A vida pregressa de José Antonio Dias Toffoli dificilmente justificaria sua nomeação para a mais alta corte do país, mas no Brasil o Q.I. (de “Quem Indica”) fala mais alto, e estar nas boas graças do grão-petralha fez toda a diferença na época. E assim o nome de Toffoli foi aprovado no Senado, em votação secreta, por 58 votos a favor, 9 contra e 3 abstenções. Nas sabatina de praxe, o então candidato a ministro classificou como “coisa do passado” sua atuação como advogado de Lula e do PT, e afirmou que não tinha mestrado, doutorado, nem escrevera qualquer livro simplesmente porque “optou pela advocacia, que é uma atividade nobre, honrosa, que na Constituição federal como função essencial justiça, defensora das liberdades, da aplicação dos direitos". Vale lembrar que, segundo nossa formidável Carta Magna, não é preciso ser bacharel em Direito para concorrer a uma vaga no Supremo; exige-se do candidato, somente, “notável saber jurídico” e “reputação ilibada” — vale mencionar que a OAB exclui da lista de indicações para o quinto constitucional advogados reprovados em concursos para a magistratura.

Observação: Mesmo sendo considerado incapaz de assinar uma simples sentença de despejo e a despeito de ter sido condenado a devolver aos cofres públicos cerca de R$ 700 mil recebidos indevidamente, o apadrinhado de Lula se tornou ministro supremo. Mais adiante, ele foi citado na delação Léo Pinheiro por ter sido agraciado com reformas milionárias em sua mansão e acusado de receber mesada de R$ 100 mil de sua mulher, a advogada Roberta Maria Rangel.
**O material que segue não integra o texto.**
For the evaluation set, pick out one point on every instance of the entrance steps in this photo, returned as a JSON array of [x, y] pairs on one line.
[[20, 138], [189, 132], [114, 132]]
Em 2012, durante o julgamento do mensalão, Toffoli não se deu por impedido e tampouco encontrou provas suficientes contra seu ex-chefe José Dirceu — que acabou sendo condenado pela maioria da Corte. Por outro lado, pesa a seu favor o fato de ele ter considerado culpados Delúbio Soares, ex-tesoureiro do PT, e José Genoíno, ex-presidente do partido. Há quem diga que o ministro deixou a militância petista. Em fevereiro de 2016, quando o Supremo deu aval à prisão em segunda instância, ele foi favorável à tese, mas mudou de posição nos julgamentos seguintes, passando a defender o cumprimento da pena somente após o trânsito em julgado da decisão condenatória.

No papel de guardião da Constituição, o Supremo tem o poder de definir o alcance do texto da Carta sobre temas que, direta ou indiretamente, afetam a vida de todos os brasileiros. Dada a inoperância do Poder Legislativo (a não ser quando o assunto interessa diretamente ao congressistas), o STF decidiu em 2009 pela impossibilidade se prender alguém antes que os tribunais superiores (leia-se o STJ e o próprio Supremo) analisassem os recursos das defesas. O entendimento vigeu (e fomentou a impunidade) por sete longos anos.

Em fevereiro de 2016, já com a Lava-Jato no encalço de figurões da elite política e econômica do país, um novo entendimento consagrado pelo plenário da Corte tornou possível a prisão do réu logo após sua condenação por um órgão colegiado. A medida teve impacto direto nas investigações. Poderosos de todos os tipos se viram — como nunca antes na história deste país, parafraseando um ex-presidente que conheceu a cadeia justamente após a decisão dos ministros) sob risco de ver o sol nascer quadrado, e muitos passaram a fechar acordos de colaboração premiada como forma de evitar as agruras do cárcere. Pouco mais de três anos após a mudança e já com a Lava-Jato batendo na porta do próprio Judiciário, os nobres magistrados acharam por bem revisitar o tema. Sob a presidência de Dias Toffoli, que em 2016, a exemplo de seu mentor (Gilmar Mendes), era favorável à prisão, mudou de ideia, e agora a corte tende a voltar à posição de 2009.

Feita essa (não tão) breve introdução, passemos ao que interessa, pelo menos a quem quer apostar no resultado do julgamento das ADCs que questionam a constitucionalidade da prisão em segunda instância. Na sessão da semana passada, pouco se ouviu além da mais pura cantilena para dormitar bovinos. Agora, porém, espera-se um debate ferrenho entre as alas garantista e punitivista do tribunal.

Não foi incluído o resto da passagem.